The burial happens in the afternoon of the second day. By that time, the pile of mats was almost waist high. They wrap the body in red mats and some of the mats or calicos that were brought. The entire package is about knee high and covered in flowers. They loop more pieces of fabric under it to act as handles and carry the whole thing to the church. I think there is an order or hierarchy to who carries it, since the men seem to rotate in and out, especially if they have a longer distance between the house and the church or the church and the grave.
There is a sermon and eulogy type thing at the church. I understood most of it, since the priest did it in Bislama. He said some nice things and there was more praying and singing. Then the men lifted the “casket” again and carried it down to the grave.
The grave itself is probably close to six feet deep, but the bottom is lined with coconut leaves and a mat. A layer of coconut leaves under a mat is a standard bed here. They make a point to get plenty of leaves in the grave to give it a little spring. The walls of the grave are studded with flowers and lined with more coconut leaves. On top of the grave, they put braces to hold the “casket” while the final words are said.
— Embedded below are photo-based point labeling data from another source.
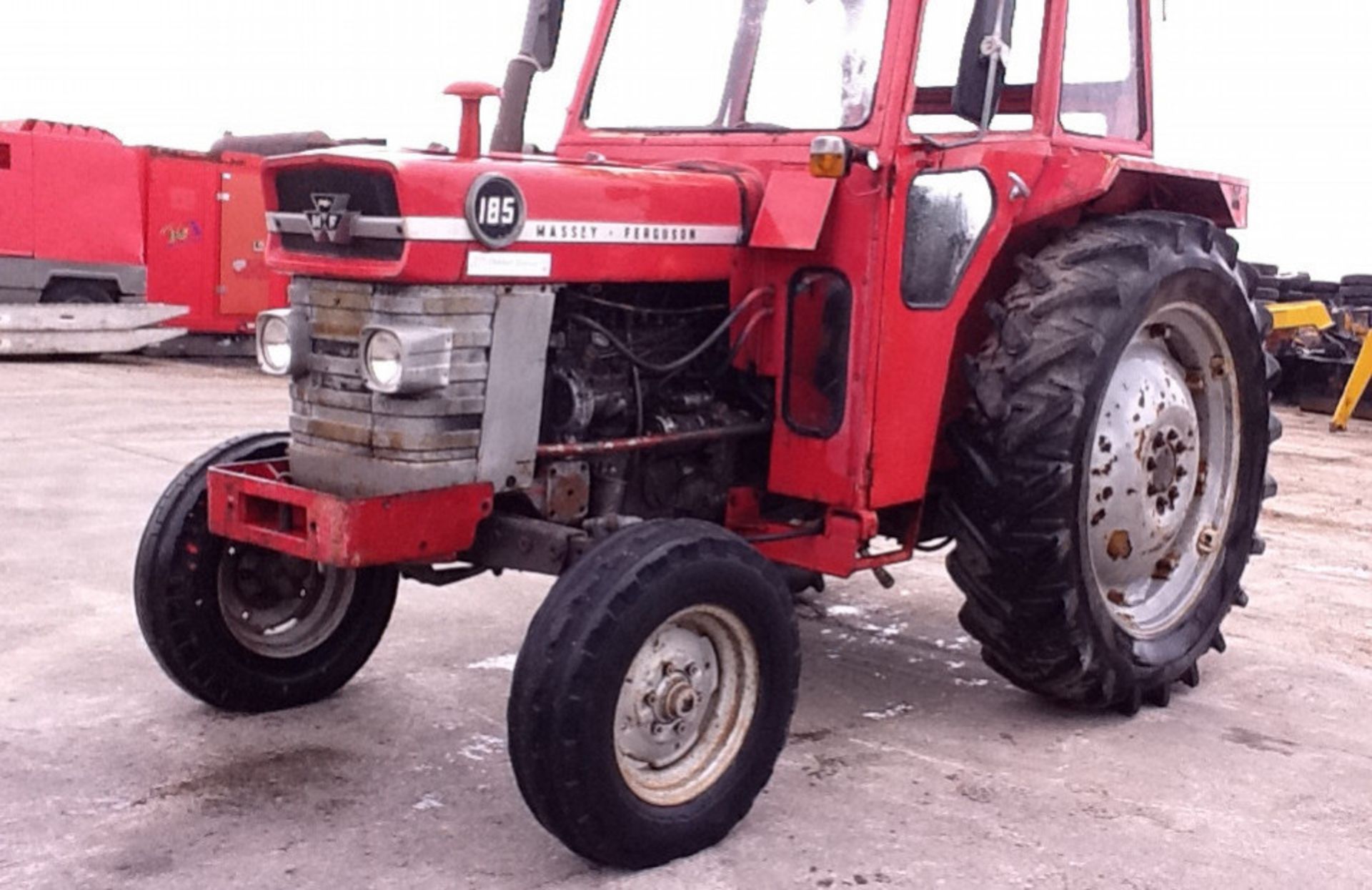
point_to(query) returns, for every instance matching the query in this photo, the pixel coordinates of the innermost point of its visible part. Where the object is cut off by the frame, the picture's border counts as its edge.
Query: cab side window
(942, 32)
(1102, 70)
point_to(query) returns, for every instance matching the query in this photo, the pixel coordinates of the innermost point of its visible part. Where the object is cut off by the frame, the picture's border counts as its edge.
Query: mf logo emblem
(331, 220)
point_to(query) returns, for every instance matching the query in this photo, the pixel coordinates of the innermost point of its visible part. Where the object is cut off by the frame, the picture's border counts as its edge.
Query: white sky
(1273, 91)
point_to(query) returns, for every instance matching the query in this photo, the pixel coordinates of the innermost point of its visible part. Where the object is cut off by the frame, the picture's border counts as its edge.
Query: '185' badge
(496, 210)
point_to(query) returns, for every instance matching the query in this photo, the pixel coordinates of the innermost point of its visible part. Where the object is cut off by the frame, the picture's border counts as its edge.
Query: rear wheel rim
(685, 705)
(1164, 466)
(277, 606)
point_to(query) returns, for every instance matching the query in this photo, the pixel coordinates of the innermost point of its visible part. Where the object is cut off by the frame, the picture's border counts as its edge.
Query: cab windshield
(723, 65)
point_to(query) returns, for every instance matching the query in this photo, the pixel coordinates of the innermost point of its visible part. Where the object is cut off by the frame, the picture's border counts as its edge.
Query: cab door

This is a French Catholic area so they follow Catholic burials. There was holy water and prayers in French which I didn’t understand. When the final prayers were said, half the men lifted the casket one more time while the other half pulled out the braces. They lowered it down by hand and immediately started filling the hole back in.
In our village, they timed the burial to happen with the sunset. As the last of the dirt went in, it was getting dark enough to think about needing a flashlight to get back to the house. The grave was decorated with more flowers and lots of heavy rocks and we all went back to the house or the nakamal.